12. This position was correctly understood in AmbatEchukuttyMenon’spase [1978] 111 ITR 880 (Ker), where the Bench observed that the cost of acquisition pf the asset is, by virtue of the fiction created by Sub-section (1) of Section 49, the cost to the previous owner without adding the mortgage amount thereto. We must point out that the same view was taken by the High Court of Madras in CIT v. V. Indira [1979] 119 ITR 837. In that case, the assessee’s father gifted a house property to her, in respect of which she paid a sum of Rs. 6,943 under a compromise suit claiming title to a portion of the land, and claimed deduction of the amount in computing the capital gains. The court held that this amount did not form part of the cost to the previous owner and, therefore, could not qualify for deduction as cost of acquisition of the property. The Bench pointed out that if the amount had been paid by the previous owner himself rather than by the assessee, then perhaps the amount would have been deductible in the hands of the assessee as the cost of acquisition of the asset to the previous owner.

13. The next question for consideration is whether the payment of the amount of the charge to the assessee’s wife is an improvement to the property effected by the assessee and, therefore, deductible in the computation of the capital gains. In AmbatEchukuttyMenon’s case [1978] 111 ITR 880 (Ker), this court had held that discharge of a mortgage created on the property by the “previous owner” could not be treated as an improvement to the capital asset which originally became the property of the previous owner, expenditure on which was liable to be deducted as cost of improvement. The same view was echoed by the Madras High Court in Indira’s case [1979] 119 ITR 837 referred to earlier, with an added reason that the improvement, the cost of which is liable to be deducted, should be an improvement to the asset itself, and not an improvement of the owner’s title to the asset. The Madras High Court stressed on the word “thereto” to hold that improvement of the owner’s title to the asset is different from improving the asset itself.

14. The decision in CIT v. C.V. Soundararajan [1984] 150 ITR 80 (Mad), relied on by counsel for the assessee, is distinguishable on the facts. In that case, the mother who was paid off had an anterior right of residence. That right of residence was got discharged by payment of Rs. 60,000, and accordingly it was held that the amount was deductible in the computation of the capital gains. That certainly is not the position so far as discharge of a mortgage created by the previous owner, in a case covered by Section 49(1), is concerned.

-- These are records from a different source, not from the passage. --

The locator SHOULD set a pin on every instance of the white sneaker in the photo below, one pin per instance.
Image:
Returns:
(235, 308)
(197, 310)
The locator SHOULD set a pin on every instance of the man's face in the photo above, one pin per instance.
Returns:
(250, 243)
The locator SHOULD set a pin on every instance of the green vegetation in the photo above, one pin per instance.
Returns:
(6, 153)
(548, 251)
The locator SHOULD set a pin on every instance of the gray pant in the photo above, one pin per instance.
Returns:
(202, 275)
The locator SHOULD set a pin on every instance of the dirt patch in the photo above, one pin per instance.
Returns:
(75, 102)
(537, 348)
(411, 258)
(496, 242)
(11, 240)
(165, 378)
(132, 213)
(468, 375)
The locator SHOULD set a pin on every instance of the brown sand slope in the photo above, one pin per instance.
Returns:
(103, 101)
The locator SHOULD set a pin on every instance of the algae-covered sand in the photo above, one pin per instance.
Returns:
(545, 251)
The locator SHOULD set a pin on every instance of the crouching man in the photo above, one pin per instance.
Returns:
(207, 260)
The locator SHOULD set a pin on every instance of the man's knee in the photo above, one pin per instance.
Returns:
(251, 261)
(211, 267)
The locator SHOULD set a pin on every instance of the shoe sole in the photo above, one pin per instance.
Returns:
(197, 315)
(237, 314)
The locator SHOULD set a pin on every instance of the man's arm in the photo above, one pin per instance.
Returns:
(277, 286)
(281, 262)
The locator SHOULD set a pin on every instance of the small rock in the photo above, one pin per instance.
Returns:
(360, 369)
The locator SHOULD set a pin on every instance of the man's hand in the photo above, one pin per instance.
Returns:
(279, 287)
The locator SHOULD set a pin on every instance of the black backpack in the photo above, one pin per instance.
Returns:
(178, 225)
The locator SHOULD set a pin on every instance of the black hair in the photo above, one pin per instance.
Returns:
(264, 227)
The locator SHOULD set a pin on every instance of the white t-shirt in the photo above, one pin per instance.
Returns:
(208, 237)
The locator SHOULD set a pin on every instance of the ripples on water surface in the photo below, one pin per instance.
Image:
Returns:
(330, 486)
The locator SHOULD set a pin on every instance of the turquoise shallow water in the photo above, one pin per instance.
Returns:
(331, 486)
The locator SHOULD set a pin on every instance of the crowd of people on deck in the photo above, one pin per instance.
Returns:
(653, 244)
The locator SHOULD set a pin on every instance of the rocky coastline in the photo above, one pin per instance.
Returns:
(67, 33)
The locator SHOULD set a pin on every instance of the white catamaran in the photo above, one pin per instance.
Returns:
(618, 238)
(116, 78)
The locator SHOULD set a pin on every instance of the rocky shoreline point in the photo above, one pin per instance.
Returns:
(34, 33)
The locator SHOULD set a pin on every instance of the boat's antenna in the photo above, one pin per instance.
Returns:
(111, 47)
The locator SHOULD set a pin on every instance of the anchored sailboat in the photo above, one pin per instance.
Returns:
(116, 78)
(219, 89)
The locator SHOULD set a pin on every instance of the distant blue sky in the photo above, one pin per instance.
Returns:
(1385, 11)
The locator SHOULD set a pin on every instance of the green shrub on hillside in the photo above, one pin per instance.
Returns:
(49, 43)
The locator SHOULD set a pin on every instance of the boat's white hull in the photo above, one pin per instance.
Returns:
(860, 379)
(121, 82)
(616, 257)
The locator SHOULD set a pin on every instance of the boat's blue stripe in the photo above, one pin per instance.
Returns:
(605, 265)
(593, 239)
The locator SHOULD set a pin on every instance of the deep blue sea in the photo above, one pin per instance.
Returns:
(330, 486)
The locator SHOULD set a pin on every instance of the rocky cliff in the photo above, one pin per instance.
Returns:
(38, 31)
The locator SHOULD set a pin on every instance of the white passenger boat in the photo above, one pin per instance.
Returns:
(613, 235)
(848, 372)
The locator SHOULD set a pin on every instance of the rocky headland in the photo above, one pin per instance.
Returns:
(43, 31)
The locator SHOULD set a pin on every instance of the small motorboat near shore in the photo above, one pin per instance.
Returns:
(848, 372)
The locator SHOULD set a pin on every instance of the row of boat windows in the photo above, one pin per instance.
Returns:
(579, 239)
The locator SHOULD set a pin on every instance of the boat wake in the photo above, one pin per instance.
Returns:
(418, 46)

15. We are in agreement with the view expressed in AmbatEchukuttyMenon’s case [1978] 111 ITR 880 (Ker) on both the aspects of cost of acquisition and cost of improvement and do not find any ground for reconsideration of the decision.

16. The amount due to the assessee’s wife is not therefore liable to be taken note of in computing the capital gains arising on sale of the property.

17. Sri G. Sivarajan for the assessee contended that the assessee is put to hardship by being called upon to pay tax on the capital gains. Assuming it is so, that is not a ground for reading the section in a different way.

18. We are, therefore, in agreement with the Tribunal on the questions raised. The questions referred are accordingly answered against the assessee and in favour of the Revenue.

19. There will be no order as to costs.

20. Communicate a copy of this judgment under the seal of this court and the signature of the Registrar to the Income-tax Appellate Tribunal, Cochin Bench, for information.